Марина резко повернулась ко мне и схватила меня за руку.
– Костя, подожди!
– Нет, нет, Марина, отойди от него! Что ты сказал мне, сын?
– Я тебе не сын. Твоего сына убили в Грозном, когда сгорел наш бэтээр. Я другой человек. Тот пацан, который боялся тебя, остался в том бэтээре.
– Подождите, вы оба! – Марина бросалась то к нему, то ко мне. – Николай! Просто ребята подрались с милицией. У них отобрали фотографию того мальчика, которого они ищут. Как его зовут? Я не помню! А потом их выручил тот капитан. Помнишь? Костя рассказывал, что он с ними в Грозном вместе ехал в тот день, когда все случилось. Он работает в милиции на вокзале. Там увидел ребят, но их милиционеры уже побили. И еще он им обещал помочь найти этого мальчика. Я не помню, как его зовут!
– Сергей, – сказал Генка. – Мальчика зовут Сергей. Только он давно уже не мальчик.
– Да? – сказал отец. – Что же вы мне сразу не рассказали?
– Ты не слушал, – сказал я. – Поехали, Генка.
– А ты не останешься с нами? – сказала Марина.
– Нет, – сказал я.
В Подольск Генка везти меня не захотел. Сказал – у меня переночуешь. Теща уехала к родственникам в Рязань.
– Лучше бы она совсем туда отвалила.
– Проблемы?
Он не ответил, но по его лицу я понял, что да. Я представил себе его жену: ссутулил ее, дорисовал морщин, сделал пожиже волосы, надел на нее домашний халат и посмотрел на то, что получилось. Потом нарисовал рядом Генку. Каким он будет через тридцать лет. Потом Пашку, потом Марину, потом себя. Мы все были маленькие и поместились в правом нижнем углу листа. Остальное поле осталось чистым. Я чувствовал, что там что-то есть, но прикасаться к этому пока не решился.
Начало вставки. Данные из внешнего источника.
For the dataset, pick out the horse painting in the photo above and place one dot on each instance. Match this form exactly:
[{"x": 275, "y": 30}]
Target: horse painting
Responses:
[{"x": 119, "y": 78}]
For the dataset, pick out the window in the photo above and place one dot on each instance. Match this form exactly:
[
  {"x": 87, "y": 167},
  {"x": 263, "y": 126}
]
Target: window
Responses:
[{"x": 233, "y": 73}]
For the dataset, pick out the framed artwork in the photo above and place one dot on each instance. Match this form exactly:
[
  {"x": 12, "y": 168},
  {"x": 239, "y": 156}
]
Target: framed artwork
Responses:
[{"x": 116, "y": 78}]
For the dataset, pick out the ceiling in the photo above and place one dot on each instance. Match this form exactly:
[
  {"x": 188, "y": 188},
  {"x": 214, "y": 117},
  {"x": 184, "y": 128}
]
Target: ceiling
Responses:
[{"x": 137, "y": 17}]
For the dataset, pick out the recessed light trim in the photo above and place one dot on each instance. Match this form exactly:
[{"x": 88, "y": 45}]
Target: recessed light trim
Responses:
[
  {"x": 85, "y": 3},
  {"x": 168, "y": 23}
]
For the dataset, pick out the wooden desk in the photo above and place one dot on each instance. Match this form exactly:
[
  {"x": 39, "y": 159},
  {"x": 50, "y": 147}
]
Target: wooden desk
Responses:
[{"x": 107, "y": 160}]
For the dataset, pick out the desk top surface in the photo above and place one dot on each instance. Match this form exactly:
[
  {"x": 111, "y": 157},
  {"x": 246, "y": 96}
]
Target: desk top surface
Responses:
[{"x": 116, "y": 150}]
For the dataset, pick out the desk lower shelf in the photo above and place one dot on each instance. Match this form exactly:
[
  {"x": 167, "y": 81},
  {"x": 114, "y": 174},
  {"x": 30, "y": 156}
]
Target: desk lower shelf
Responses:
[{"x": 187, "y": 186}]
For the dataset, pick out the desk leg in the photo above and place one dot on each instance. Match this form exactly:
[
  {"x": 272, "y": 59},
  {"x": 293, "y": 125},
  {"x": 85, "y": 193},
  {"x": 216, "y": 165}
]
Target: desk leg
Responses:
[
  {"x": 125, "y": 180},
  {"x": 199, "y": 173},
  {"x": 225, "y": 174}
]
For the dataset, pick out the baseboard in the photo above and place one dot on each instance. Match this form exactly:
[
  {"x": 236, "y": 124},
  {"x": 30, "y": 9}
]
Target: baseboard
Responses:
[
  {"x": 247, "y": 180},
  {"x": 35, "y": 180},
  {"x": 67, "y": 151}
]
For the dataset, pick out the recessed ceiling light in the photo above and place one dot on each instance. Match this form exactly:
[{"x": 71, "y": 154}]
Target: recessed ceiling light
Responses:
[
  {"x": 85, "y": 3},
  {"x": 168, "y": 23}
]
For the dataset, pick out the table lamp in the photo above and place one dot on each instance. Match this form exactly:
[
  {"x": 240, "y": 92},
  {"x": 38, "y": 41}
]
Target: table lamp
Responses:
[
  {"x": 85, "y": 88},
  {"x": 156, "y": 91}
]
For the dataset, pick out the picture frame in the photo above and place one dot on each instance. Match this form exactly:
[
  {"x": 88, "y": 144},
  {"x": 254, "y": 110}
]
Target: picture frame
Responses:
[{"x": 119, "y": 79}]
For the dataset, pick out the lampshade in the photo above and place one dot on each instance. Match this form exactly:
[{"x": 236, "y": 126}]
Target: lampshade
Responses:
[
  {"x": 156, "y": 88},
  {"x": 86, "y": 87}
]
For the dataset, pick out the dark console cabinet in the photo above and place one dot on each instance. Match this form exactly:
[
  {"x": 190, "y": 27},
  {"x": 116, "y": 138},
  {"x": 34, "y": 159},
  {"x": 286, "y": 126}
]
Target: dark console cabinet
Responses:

Свое лицо рисовать было легче всего. Оно не состарилось. Просто стало еще темней.
– Ты чего задумался? – сказал Генка.
– Ничего. Просто думаю – что с нами будет.
– А чего тут думать? Сейчас приедем – водки возьмем.
Насчет водки я был согласен. После всего, что произошло, без нее обойтись было бы трудно.
Можно, но как-то не так.
– Подожди, – говорил Генка, когда все уже улеглись спать. – Сейчас я угадаю – кто это.
Он наливал нам обоим, выпивал, смотрел на мои рисунки и говорил:
– Замкомвзвода. Точно? Ему легкое прострелили в Урус-Мартане. Я помню. А ну-ка, давай еще.
Я рисовал, он морщил лоб, снова наливал водки.
– Чего-то этого я не помню. Кто это?
Я дорисовывал шлемофон.
– А! Это Петька – водитель из транспортной бригады.
Я рисовал еще.
– Танечка – медсестра… Артиллеристы – я у них спирт менял на сапоги… Командир батальона… А это… Подожди… Что это у тебя?
– Это взрыв. Кумулятивный снаряд прожигает броню… Ну… мне кажется, что он ее так прожигает.
– Понятно. А это чего?
– Это духи стреляют с крыш.
– Где они? Тут у тебя одни окна.
– А вот огоньки. Видишь? Каждый огонек – выстрел.
– Так ты рисуешь все простым карандашом. У тебя тут, блин, все серое. Подожди, я у дочки сейчас цветной поищу. Тебе какой принести? Или все сразу?
– Да не надо. Разбудишь еще.
Но он уходит, задев по дороге стол. Пока его нет, я все равно рисую. Возвращаясь, он снова толкает стол и рассыпает пригоршню цветных карандашей по полу.
– Да брось ты их, – говорю я. – Мне удобней простым.
– Ни фига себе! – говорит он, дыша мне в щеку сладким запахом водки.
Он смотрит на танк, который попал в засаду на узкой улочке и которому через минуту конец. Он смотрит на то, как из бээмпэ вынимают солдата, у которого разорвана грудь. Он смотрит на то, как другому солдату зашивают живот прямо на земле. Он смотрит на то, как взлетает тело от взрыва противопехотной мины. Он смотрит на то, как, пригибаясь, бегут в укрытие наши пацаны и как один из них взмахивает руками и приседает, как птица, когда в него попадает пуля, но он еще не успел этого понять. Генка смотрит, как я рисую, а я слышу его дыхание у себя за спиной.
– Подожди, а это чего?
– Это наш лейтенант. Со своими детьми.
– Так его же убили. А у тебя ему тут лет тридцать пять. Он же молодой был совсем. И детей у него не было.
– Ну и что? – говорю я. – А здесь он с детьми. Могли у него потом родиться дети?